NEW YORK -- A lawsuit filed last week blames Snapchat -- a messaging app for photos and videos -- for a Georgia car crash that left one man seriously injured.
It was the latest in a string of disturbing incidents involving young people and social media.
Amy Joyner, 16, of Delaware, died last week after being beaten in her high-school bathroom. A student allegedly recorded the attack with a cellphone and shared it on social media.
"Social media plays a big part in a lot of what's going on nowadays," said senior Suleida Zayas, who attended a vigil for Joyner."It's cool to record a fight and it's cool to be on social media because of a fight and I think that's where a lot of us mess up."
In Ohio last week, an 18 year-old allegedly live streamed the rape of a 17-year-old girl on the Periscope app. She faces up to 40 years in prison on charges including for the illegal filming of a minor. In March, near Tacoma Washington, three teenagers were charged with raping a 15-year-old girl and posting it on Snapchat.
The way Snapchat works is that you can take video and pictures and choose from a number of filters, including one that measures speed, before posting.
Last year, 18-year old Christal McGee from Atlanta allegedly used that filter to take a selfie and show her friends she was driving 107 miles per hour. Moments later, she crashed into a driver, who survived but was seriously injured. McGee survived but continued to post pictures of herself while on a stretcher with the caption, "lucky to be alive."
Facebook also recently launched a live video feature.
"I have teenagers say that things don't feel real 'til you see them on social media," said Dr.
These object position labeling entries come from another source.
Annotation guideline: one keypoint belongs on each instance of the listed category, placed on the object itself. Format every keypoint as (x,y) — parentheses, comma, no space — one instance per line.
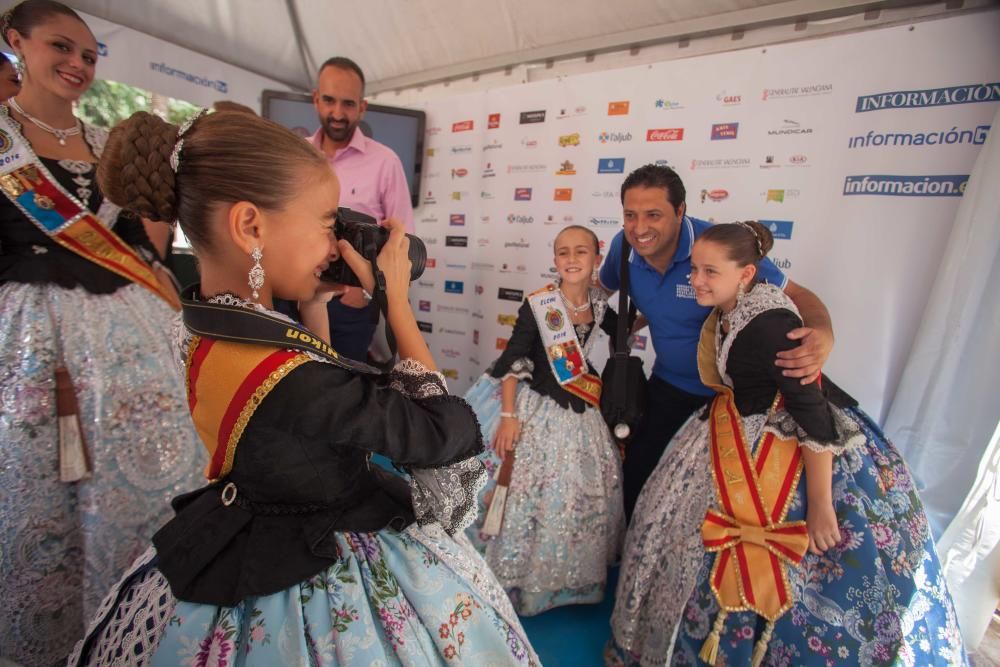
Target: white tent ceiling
(402,43)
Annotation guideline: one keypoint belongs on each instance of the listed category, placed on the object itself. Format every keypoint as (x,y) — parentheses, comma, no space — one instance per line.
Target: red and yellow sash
(562,347)
(225,384)
(748,532)
(29,185)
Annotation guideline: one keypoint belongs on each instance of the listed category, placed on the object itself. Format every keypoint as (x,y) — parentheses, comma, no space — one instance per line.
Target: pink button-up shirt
(371,178)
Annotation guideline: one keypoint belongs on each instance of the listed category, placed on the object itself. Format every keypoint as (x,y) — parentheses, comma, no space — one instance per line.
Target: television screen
(400,129)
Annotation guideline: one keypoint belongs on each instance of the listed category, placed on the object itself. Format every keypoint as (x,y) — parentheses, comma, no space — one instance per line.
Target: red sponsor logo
(665,134)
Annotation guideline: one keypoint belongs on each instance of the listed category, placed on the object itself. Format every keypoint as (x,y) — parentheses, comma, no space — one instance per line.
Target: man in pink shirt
(371,179)
(371,176)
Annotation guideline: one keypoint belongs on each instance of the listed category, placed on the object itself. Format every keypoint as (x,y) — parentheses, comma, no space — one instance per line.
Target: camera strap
(241,325)
(381,299)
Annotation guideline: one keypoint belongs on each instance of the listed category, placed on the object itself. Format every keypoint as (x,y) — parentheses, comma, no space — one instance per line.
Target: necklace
(61,135)
(570,306)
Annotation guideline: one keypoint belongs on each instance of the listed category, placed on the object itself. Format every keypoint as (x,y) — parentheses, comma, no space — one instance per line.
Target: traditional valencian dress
(77,295)
(720,524)
(300,552)
(563,520)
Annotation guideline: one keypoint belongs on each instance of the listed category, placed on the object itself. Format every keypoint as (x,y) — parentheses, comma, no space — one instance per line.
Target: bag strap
(626,308)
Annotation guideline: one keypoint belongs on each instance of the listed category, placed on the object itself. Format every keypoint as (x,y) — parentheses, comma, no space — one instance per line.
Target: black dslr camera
(367,237)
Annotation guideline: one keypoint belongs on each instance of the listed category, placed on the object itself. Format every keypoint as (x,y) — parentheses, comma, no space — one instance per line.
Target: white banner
(855,148)
(146,62)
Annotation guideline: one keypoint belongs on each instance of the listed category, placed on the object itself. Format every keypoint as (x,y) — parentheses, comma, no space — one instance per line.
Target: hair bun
(134,172)
(765,239)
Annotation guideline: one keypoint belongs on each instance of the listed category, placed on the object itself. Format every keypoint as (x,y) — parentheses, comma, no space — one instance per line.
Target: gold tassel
(760,649)
(74,464)
(710,649)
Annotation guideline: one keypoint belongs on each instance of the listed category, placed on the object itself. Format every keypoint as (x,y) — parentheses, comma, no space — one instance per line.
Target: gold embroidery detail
(252,404)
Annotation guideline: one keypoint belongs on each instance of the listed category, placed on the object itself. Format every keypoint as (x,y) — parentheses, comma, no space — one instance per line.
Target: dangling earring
(256,274)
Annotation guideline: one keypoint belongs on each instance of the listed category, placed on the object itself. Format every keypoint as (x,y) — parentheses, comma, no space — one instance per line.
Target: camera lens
(418,257)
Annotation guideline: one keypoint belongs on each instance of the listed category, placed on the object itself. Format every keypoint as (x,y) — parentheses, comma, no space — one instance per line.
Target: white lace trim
(432,383)
(520,369)
(133,625)
(849,433)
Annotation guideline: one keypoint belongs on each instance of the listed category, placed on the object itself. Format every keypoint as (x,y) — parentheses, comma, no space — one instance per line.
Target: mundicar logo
(930,97)
(907,186)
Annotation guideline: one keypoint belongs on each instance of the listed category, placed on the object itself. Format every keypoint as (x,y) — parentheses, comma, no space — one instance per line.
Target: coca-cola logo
(665,134)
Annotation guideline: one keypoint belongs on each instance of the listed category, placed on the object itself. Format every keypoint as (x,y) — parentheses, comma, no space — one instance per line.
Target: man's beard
(338,134)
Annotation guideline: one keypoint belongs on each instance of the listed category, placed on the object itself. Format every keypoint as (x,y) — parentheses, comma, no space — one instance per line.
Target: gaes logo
(611,165)
(569,140)
(715,195)
(566,169)
(780,229)
(614,137)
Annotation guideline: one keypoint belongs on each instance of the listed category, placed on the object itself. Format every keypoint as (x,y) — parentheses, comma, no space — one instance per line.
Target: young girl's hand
(821,522)
(507,434)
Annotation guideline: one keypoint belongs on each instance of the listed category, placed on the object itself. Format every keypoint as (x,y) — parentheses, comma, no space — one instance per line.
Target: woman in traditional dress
(551,532)
(781,527)
(95,437)
(298,552)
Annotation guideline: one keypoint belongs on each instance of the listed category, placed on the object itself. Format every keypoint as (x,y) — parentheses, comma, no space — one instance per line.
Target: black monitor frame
(421,116)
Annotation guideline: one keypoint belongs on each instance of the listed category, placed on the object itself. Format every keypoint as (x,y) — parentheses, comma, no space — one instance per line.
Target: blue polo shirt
(668,303)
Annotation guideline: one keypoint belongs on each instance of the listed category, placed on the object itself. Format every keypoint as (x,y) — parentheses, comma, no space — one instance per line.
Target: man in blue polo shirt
(661,236)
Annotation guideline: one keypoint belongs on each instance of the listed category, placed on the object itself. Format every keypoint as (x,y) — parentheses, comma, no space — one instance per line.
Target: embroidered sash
(30,186)
(234,360)
(225,383)
(562,347)
(748,532)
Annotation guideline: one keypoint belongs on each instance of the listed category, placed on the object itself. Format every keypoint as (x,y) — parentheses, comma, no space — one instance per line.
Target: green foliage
(107,103)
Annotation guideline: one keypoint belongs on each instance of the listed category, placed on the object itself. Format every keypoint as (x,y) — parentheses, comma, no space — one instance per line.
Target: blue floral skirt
(563,522)
(415,597)
(63,545)
(877,598)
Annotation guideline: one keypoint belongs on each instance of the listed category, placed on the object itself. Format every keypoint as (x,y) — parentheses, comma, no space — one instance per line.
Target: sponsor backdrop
(855,150)
(141,60)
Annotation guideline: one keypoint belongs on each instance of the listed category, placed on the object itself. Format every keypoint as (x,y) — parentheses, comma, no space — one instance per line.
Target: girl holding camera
(298,551)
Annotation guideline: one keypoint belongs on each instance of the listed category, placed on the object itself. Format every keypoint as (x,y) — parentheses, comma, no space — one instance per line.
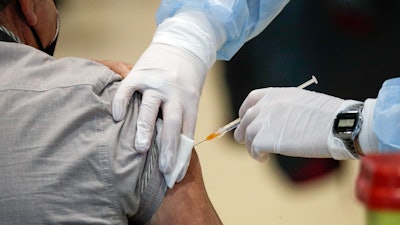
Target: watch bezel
(347,132)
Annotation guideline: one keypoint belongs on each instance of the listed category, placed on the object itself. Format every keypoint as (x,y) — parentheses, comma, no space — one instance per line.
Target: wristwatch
(347,126)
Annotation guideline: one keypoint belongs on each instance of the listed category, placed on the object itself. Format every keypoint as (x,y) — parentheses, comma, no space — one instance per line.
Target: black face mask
(49,49)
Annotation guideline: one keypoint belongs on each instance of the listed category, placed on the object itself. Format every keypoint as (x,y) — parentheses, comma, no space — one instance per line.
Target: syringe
(232,125)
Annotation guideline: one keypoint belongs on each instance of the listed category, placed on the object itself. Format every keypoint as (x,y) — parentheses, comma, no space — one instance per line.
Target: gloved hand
(170,74)
(288,121)
(170,79)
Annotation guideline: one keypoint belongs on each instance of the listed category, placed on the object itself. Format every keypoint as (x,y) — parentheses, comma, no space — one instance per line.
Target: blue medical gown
(242,19)
(245,19)
(387,116)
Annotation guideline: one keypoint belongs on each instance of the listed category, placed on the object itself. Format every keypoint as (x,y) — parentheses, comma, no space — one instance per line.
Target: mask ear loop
(38,41)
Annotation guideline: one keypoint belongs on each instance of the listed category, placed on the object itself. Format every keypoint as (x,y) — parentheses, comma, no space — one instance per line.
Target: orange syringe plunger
(222,131)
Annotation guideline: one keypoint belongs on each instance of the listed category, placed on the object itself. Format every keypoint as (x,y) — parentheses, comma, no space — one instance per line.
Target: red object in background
(378,183)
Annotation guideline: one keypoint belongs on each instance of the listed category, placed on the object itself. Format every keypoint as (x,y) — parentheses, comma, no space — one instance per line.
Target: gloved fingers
(247,118)
(170,134)
(148,112)
(189,122)
(257,148)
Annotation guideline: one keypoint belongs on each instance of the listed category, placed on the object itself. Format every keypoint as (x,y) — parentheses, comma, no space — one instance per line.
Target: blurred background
(242,190)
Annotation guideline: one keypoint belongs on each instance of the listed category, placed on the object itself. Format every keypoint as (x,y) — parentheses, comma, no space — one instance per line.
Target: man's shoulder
(24,66)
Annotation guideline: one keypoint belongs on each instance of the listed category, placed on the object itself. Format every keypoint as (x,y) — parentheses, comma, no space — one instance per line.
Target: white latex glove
(288,121)
(170,74)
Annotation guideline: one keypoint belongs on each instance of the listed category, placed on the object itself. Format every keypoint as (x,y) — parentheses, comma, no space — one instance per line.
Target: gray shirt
(63,159)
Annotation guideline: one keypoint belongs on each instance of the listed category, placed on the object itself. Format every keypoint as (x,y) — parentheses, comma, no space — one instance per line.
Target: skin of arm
(188,201)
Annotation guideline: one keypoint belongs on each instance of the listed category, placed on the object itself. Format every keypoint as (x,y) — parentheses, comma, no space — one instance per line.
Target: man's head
(34,22)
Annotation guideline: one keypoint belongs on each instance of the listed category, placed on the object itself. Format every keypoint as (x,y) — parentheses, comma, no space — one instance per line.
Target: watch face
(345,122)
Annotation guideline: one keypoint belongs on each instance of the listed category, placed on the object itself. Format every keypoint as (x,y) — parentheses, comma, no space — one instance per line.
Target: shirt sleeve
(387,116)
(242,19)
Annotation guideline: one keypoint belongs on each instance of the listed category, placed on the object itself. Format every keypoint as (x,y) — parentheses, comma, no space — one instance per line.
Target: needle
(232,125)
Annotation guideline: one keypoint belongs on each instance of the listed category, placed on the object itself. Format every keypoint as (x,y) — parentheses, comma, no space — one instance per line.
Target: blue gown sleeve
(242,19)
(387,116)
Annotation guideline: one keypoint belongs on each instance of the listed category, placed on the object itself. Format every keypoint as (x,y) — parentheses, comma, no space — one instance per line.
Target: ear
(28,10)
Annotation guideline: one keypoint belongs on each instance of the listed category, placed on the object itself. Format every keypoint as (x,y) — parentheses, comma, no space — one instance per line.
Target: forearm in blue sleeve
(387,116)
(242,19)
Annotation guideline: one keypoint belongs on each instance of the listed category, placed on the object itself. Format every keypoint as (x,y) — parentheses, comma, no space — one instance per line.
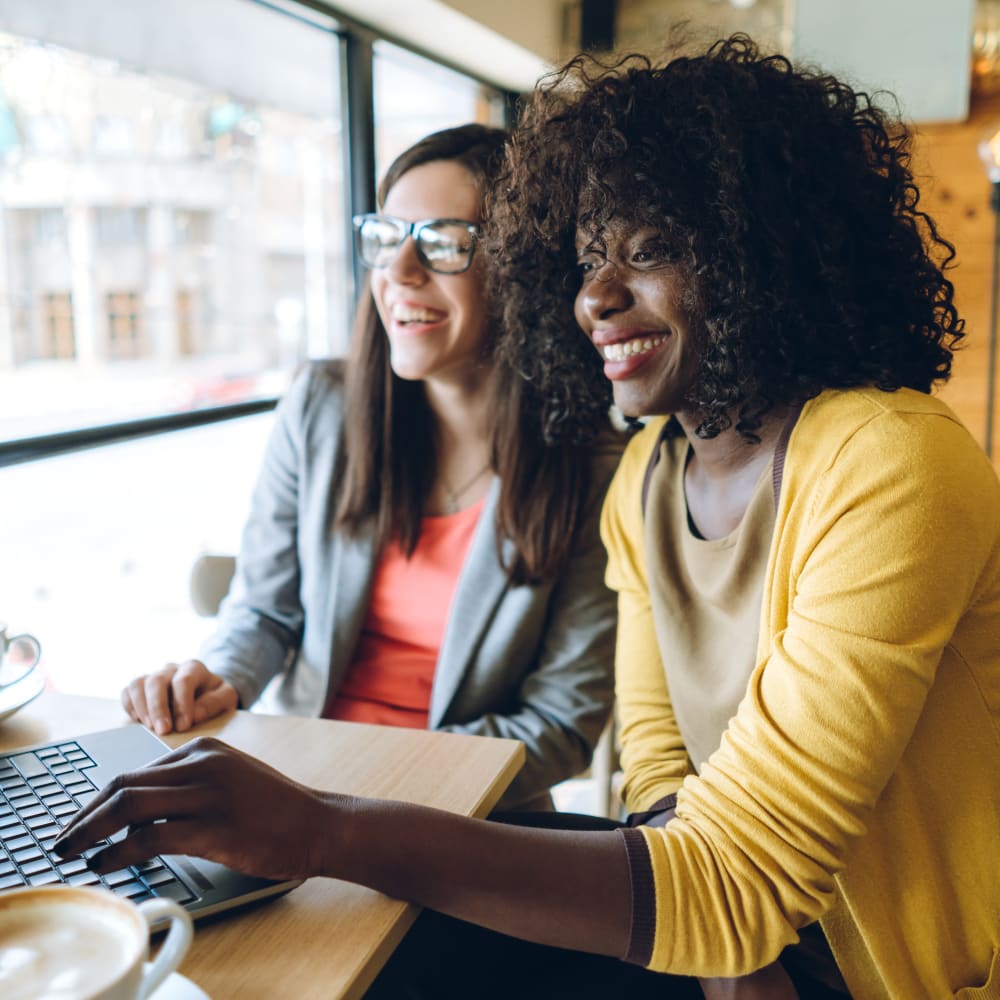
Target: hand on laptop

Lisa Damour, a child psychologist, adding that "It's so tough with teenagers because their better judgment can be overridden by their wish to be connected to their friends."
Snapchat put out a statement that said: "We actively discourage our community from using the speed filter while driving." The company says a warning not to snap and drive appears in the app but when this reporter used it, no such caution appeared.